When hamsters were given streptozotocin (SZ) injection to diminish insulin cells and given insulin from the following day untill the end of the experiment, the inhibition of carcinogenesis in hamsters receiving SZ+BOP+insulin treatment was greater than that seen in the SZ+BOP group, compared to group treated by BOP only [54]. Hamsters receiving SZ+insulin had significantly fewer insulinomas than SZ-only animals [54]. Because insulin administration was associated with inhibition of beta cell regeneration and persistence of severe diabetes in hamsters treated with SZ [57], the investigators in the SZ/BOP/insulin study concluded that intact islet cells, rather than the availability of insulin, are prerequisite for triggering the neoplastic effects of BOP [54]. The association of intact islets with pancreatic cancer induction is also shown in transplantation studies in which tumors develop in the submandibular gland after BOP treatment if normal islets are transplanted to that site but not when pancreatic ductal cells, thyroid, heart muscle, or starch are introduced into the gland [5860]. Submandibular gland tumor incidence was not changed when hamsters were pre-treated with SZ before islet transplantation [60].

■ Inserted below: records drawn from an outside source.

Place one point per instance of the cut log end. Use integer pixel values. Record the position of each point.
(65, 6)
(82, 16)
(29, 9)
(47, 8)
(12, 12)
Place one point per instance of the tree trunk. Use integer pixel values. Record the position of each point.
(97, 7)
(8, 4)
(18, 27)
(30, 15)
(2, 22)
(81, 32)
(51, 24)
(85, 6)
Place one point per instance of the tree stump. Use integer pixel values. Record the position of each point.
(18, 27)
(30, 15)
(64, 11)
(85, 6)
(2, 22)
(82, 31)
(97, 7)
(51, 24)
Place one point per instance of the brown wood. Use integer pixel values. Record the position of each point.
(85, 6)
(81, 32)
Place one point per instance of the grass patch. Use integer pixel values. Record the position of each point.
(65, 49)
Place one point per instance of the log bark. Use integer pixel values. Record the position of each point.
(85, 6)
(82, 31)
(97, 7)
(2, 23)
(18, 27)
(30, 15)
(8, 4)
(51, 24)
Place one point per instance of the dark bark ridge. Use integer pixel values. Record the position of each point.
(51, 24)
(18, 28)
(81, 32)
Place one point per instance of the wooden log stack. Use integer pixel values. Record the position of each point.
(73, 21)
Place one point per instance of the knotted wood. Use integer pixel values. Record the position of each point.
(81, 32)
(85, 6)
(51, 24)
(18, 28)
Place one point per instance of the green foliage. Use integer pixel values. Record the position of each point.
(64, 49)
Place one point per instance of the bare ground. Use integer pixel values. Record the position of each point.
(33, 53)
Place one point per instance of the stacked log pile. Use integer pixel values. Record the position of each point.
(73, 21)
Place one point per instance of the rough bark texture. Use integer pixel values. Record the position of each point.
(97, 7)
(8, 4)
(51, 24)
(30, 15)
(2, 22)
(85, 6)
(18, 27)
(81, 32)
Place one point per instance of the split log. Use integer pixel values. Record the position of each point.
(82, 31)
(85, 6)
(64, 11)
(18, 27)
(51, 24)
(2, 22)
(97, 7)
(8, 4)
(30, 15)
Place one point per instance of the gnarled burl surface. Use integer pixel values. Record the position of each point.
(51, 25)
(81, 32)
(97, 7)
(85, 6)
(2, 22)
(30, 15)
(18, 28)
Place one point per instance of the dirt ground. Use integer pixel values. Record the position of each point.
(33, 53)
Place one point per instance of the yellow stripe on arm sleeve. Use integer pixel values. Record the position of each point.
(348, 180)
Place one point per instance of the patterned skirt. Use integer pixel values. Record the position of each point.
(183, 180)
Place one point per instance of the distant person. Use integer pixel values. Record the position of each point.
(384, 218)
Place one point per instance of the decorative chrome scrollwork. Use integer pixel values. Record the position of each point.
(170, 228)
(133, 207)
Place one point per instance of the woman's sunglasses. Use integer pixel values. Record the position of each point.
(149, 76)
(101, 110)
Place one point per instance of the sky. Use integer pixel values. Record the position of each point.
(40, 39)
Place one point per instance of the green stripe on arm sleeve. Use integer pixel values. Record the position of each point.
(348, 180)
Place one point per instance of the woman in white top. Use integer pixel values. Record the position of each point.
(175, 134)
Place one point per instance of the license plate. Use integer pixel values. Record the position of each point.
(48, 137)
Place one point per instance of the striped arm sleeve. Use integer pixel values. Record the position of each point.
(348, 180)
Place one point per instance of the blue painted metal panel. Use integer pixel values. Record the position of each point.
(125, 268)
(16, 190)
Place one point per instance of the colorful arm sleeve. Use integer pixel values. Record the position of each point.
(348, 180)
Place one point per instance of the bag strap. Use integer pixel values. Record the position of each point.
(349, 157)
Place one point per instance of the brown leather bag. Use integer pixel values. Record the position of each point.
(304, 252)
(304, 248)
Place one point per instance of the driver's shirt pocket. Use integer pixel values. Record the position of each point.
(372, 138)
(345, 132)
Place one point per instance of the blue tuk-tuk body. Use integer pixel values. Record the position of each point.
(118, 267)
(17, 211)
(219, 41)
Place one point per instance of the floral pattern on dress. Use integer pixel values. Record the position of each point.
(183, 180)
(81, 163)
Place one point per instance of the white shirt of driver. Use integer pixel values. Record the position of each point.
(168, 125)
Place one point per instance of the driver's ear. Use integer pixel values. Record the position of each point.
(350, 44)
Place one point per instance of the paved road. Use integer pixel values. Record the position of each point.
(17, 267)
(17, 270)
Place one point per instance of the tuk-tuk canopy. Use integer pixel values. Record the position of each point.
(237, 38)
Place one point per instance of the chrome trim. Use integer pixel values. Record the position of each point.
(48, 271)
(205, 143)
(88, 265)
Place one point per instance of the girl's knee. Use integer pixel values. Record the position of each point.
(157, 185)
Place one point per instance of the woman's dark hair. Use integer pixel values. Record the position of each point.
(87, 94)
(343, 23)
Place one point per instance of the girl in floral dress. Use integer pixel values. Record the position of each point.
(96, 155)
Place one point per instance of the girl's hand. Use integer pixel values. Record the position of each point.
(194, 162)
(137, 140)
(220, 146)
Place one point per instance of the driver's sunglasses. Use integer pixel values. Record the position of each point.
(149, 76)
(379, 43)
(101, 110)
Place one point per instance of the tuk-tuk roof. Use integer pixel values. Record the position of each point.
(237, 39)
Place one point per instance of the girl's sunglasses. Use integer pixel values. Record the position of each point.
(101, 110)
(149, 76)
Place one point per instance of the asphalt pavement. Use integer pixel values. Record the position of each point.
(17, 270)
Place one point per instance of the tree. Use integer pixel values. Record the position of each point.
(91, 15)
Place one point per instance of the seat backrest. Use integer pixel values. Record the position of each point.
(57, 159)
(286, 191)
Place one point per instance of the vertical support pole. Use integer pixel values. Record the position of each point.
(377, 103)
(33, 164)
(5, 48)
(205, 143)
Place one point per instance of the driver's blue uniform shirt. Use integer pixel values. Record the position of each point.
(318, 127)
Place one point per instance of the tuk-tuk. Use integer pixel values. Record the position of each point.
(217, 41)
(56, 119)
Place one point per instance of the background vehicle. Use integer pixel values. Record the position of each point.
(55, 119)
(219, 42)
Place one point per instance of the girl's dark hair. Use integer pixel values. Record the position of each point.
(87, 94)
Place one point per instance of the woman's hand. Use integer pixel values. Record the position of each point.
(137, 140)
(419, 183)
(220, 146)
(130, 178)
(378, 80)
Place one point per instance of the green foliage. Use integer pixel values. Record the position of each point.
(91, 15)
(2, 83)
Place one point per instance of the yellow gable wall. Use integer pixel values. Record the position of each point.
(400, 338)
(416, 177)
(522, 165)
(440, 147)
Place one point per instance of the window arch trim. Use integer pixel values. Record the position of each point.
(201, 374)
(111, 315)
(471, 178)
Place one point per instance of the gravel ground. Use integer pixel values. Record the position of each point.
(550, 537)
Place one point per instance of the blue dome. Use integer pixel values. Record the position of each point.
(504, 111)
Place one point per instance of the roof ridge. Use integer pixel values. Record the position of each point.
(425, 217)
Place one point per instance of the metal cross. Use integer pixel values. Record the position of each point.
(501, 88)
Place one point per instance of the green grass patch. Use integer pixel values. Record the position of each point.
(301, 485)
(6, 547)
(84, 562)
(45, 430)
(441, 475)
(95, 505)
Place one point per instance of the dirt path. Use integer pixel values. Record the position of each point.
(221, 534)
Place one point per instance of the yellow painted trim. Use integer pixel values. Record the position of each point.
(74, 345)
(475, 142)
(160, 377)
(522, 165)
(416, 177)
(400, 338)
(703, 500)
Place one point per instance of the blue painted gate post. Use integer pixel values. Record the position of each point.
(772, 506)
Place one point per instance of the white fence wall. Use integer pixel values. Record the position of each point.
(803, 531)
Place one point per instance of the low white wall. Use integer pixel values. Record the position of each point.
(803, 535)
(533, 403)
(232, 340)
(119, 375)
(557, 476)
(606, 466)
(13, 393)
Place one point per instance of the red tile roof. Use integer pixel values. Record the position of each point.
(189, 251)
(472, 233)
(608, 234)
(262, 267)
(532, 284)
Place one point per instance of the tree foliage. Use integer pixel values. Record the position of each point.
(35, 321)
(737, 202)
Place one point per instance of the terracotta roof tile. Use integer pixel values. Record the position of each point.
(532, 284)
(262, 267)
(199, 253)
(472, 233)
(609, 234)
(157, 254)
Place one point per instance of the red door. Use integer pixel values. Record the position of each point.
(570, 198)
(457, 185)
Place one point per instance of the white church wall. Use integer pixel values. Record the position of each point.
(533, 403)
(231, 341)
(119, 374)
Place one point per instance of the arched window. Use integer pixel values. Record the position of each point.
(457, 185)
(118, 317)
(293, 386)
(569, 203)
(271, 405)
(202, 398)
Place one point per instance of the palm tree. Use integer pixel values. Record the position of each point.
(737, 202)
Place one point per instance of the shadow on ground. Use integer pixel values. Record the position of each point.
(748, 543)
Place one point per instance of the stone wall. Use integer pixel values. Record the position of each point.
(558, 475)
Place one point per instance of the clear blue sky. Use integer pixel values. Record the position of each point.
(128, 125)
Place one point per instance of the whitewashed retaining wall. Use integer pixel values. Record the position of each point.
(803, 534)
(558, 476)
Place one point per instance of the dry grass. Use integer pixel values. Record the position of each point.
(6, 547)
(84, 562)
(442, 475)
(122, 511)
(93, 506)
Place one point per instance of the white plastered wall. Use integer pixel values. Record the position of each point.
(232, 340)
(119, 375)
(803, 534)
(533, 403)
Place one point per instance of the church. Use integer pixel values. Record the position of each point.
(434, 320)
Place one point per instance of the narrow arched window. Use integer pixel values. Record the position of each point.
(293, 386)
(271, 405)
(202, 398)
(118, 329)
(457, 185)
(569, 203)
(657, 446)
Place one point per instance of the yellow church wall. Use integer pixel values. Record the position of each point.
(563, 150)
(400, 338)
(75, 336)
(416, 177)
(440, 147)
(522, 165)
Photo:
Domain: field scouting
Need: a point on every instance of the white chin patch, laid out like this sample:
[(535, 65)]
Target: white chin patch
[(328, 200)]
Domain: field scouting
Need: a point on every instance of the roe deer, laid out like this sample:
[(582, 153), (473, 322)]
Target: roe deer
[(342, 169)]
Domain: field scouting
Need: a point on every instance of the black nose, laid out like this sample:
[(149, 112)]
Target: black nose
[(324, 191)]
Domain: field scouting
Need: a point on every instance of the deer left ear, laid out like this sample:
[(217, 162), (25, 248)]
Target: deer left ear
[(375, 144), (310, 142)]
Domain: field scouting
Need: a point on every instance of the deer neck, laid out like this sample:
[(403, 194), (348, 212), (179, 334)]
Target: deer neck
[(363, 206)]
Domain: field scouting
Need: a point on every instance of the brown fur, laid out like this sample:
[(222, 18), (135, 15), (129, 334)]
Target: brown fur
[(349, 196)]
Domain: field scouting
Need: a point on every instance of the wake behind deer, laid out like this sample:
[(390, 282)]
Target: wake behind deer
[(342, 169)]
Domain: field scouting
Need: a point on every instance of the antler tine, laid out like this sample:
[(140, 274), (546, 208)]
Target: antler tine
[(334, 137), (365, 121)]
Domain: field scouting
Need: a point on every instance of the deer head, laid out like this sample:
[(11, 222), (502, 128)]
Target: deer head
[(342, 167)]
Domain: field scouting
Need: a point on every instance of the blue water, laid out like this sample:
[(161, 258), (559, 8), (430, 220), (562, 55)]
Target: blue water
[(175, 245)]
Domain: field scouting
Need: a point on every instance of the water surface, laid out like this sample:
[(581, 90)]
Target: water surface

A study of pancreatic cancer in hamsters fed a high-fat diet that potentiated pancreatic cancer provided data suggesting that islet proliferation associated with insulin resistance enhances carcinogenesis [61]. In that study, high-fat-fed hamsters had elevated insulin levels but normal glucose levels, which was consistent with a state of insulin resistance [61]. The turn-over rate of cells in islets is significantly increased in the high-fat animals, suggesting a compensatory islet cell proliferation [61]. Administration of metformin, starting 2 weeks before the administration of BOP and continuing throughout the experiment, normalized insulin concentrations and the rate of islet cell turnover [61]. Malignant pancreatic lesions were found in 50% of the high-fat/BOP animals and none in the high-fat/BOP/metformin group (P < 0.05) [61].

Conclusion

Recent studies indicate that there is no simple answer to the question of which of the two hypotheses stated at the beginning of this review is right. However, it appears that these hypotheses are not mutually exclusive, since there is considerable experimental and epidemiological evidence in support of both of them. Clearly, the relationships between pancreatic cancer and alterations in glucose metabolism are very complex.